Perhaps I am too old (I am 76) to digest the modern clipped and curled advertising jargons so fashionable and proudly borrowed from the sub-cultures of the West, which a great majority of our own admasses do not understand!
During my days in ‘creative advertising’ it was believed that advertising failed if the advertiser, his products or services were not fully understood convincingly. That was, and still is, the reason why advertising is criticized because it works up and unnecessarily urges people to buy things they may not be actually in need of.
Professional advertising people argued that a good advertisement must essentially impart awareness, knowledge, desire, conviction, brand preference and decision. It should attract attention, be original, have a focal point, be immediately comprehensible, have a logical sequence of factors, have movement and be a unified whole.
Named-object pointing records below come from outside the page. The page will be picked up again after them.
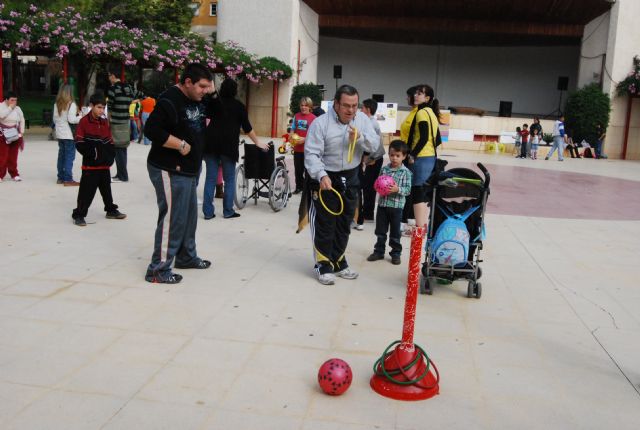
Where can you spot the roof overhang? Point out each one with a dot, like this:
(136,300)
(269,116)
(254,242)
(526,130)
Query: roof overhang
(459,22)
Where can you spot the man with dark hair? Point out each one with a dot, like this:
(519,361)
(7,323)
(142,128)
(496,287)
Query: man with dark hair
(176,130)
(332,155)
(119,98)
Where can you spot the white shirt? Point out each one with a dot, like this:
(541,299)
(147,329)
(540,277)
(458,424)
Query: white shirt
(62,121)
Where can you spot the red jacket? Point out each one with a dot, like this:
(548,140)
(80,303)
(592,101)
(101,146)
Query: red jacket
(94,142)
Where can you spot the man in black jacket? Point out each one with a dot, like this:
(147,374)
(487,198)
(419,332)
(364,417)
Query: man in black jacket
(176,130)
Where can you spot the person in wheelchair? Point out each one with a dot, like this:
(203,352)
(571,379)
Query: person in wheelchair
(333,151)
(228,115)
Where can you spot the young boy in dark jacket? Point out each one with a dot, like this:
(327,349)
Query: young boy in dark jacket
(94,142)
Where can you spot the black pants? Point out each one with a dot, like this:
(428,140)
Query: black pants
(330,233)
(573,150)
(298,165)
(90,181)
(121,164)
(388,219)
(371,173)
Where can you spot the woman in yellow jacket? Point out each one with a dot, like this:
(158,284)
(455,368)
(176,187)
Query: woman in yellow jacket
(420,132)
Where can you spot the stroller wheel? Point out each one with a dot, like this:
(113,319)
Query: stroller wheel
(474,289)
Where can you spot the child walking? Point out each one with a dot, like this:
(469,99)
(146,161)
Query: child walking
(535,141)
(94,142)
(517,143)
(389,212)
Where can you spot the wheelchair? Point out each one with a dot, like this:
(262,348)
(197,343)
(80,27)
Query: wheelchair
(269,174)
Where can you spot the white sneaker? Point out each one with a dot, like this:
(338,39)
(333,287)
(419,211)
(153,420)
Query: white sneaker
(326,278)
(347,274)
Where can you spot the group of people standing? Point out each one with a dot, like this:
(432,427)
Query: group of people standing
(335,147)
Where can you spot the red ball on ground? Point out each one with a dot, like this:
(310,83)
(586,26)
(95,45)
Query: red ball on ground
(335,376)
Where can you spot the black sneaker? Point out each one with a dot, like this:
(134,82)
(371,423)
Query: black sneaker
(170,278)
(200,264)
(375,257)
(115,215)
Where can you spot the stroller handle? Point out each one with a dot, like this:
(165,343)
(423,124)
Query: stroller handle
(487,175)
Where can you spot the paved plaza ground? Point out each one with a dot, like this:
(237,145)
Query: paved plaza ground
(86,343)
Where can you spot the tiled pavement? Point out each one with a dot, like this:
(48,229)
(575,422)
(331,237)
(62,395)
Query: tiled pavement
(86,343)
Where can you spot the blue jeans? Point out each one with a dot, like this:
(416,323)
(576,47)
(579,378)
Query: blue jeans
(145,117)
(558,144)
(212,162)
(66,155)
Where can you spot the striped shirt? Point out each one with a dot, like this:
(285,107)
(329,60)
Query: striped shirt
(119,97)
(402,176)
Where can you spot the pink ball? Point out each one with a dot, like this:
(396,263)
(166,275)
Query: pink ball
(335,376)
(383,183)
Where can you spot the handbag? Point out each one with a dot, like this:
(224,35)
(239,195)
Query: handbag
(10,134)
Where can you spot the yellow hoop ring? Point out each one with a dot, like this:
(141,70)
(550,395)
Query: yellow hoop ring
(325,206)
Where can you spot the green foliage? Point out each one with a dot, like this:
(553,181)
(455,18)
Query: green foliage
(585,109)
(307,89)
An advertisement was snot considered good if it ignored rhythm (intelligent and well-sounding repetition), proportion (not necessarily geometrical), scale (density of masses and colours, emphasis (recognizing that all-emphasis is no emphasis at all, and headlines which were not just jussive but which combined the declarative, identificative, testimonial and generative of curiosity.
These values are still valid. Professional advertising still emphasizes that creativity is the natural outcome of intellectual curiosity, that society does not tolerate too much of idiosyncrasy or too much of originality, that the society’s cultural values (things people hold most dear) must never be under-rated. That no two people speak the same way or grasp a long sentence or thought at the same speed.
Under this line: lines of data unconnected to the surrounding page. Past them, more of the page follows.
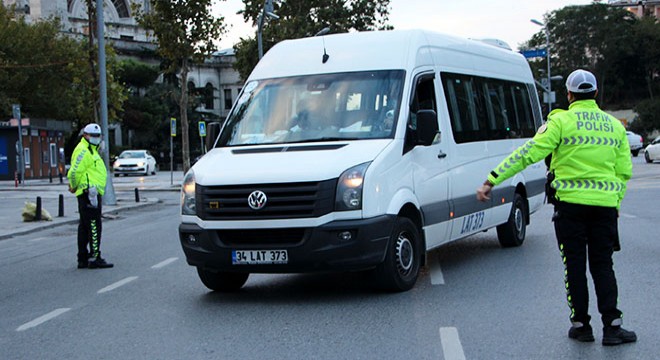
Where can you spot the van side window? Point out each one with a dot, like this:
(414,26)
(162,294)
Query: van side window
(483,108)
(423,99)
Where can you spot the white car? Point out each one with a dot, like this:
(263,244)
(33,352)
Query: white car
(135,162)
(635,141)
(652,151)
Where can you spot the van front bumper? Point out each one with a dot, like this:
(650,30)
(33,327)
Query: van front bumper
(319,249)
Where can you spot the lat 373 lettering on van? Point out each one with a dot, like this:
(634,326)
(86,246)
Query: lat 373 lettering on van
(472,222)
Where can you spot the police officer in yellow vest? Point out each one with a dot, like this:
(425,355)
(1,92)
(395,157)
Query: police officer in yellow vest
(591,166)
(87,178)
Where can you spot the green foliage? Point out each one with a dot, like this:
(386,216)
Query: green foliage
(621,50)
(303,18)
(185,31)
(649,117)
(48,73)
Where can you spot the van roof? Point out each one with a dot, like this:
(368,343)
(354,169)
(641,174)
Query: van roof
(396,49)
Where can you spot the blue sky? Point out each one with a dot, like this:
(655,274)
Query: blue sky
(506,20)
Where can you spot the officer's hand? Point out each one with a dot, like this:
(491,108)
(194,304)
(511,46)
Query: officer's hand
(483,192)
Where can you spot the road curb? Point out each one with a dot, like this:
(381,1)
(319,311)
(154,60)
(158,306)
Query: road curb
(51,224)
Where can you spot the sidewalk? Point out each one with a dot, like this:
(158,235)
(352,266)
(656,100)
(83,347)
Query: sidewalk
(13,200)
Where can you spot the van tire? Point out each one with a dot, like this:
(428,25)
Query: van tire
(512,232)
(222,281)
(403,259)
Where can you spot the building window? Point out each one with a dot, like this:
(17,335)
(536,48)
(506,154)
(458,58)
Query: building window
(26,157)
(53,155)
(228,99)
(122,8)
(208,96)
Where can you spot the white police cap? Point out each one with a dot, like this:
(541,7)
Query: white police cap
(92,129)
(581,81)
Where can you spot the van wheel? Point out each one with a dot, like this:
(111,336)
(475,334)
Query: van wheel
(512,233)
(222,281)
(402,262)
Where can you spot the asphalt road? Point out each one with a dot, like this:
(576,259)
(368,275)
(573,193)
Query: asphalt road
(474,300)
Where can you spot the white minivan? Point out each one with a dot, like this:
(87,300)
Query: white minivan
(362,151)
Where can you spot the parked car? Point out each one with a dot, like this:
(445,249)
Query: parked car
(635,141)
(652,151)
(134,162)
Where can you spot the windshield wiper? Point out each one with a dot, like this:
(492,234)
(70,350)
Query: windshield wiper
(328,138)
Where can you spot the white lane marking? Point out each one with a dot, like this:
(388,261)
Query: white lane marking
(451,344)
(164,263)
(42,319)
(436,272)
(117,284)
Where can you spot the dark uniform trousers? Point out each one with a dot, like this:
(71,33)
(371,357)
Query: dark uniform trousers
(583,232)
(89,228)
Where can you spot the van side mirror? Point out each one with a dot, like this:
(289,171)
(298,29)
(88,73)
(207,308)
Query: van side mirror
(427,127)
(212,132)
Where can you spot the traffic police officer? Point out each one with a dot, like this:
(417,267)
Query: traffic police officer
(591,165)
(87,178)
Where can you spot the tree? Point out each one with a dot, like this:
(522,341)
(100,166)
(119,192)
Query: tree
(185,31)
(599,38)
(647,35)
(46,73)
(302,18)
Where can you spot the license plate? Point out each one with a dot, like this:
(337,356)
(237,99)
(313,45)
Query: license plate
(259,257)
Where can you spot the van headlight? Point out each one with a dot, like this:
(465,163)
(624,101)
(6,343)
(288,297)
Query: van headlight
(349,188)
(188,194)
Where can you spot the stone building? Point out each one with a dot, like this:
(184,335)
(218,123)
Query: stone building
(217,76)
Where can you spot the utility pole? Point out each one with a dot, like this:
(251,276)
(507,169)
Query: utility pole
(266,13)
(549,94)
(109,196)
(16,109)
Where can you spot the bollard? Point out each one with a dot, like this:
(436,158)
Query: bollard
(37,214)
(60,207)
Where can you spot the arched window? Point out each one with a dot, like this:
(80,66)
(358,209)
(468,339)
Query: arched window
(122,8)
(192,88)
(120,5)
(208,96)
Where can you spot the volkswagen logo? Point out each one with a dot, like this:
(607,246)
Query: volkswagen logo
(257,200)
Advertising is still looked up as a profession with great responsibility to national economy and national culture. If trade and industry turn the wheels of economy, advertising oils these wheels. It is a noble profession because it supports our right to choose. Sir Winston Churchill described this profession in these words: “Advertising nourishes the consuming power of man. It creates wants for a better standard of living. It sets up before man the goal of a better home,better clothing, better food for himself and his family. It spurs the individual exertion and greater production. It brings together infertile uion those things which otherwise would never have met.”
President Franklin D. Roosevelt said: “If I were starting my life over again, I am inclined to think I would go into the advertising business in preference to almost any other.”
I greatly enjoyed my days in advertising. Now I look back at my working days as a happy dream and it seems that my colleagues in the profession (some of them are no more here) are watching me as I write these lines with a reminder that if consummate professional advertising skills are ignored, Public Relations is standing around the corner to take over.
Already, advertising is often treated as a part of public relations. The very thin line that divides the two is highly visible. As we know, advertising presents (or should present) the most persuasive possible selling message to the right prospects for the product or service at the lowest possible cost. Public Relations practice is the deliberate, planned and sustained effort to establish and maintain mutual understanding between an organization and its public. What a fertile union these two are capable of making!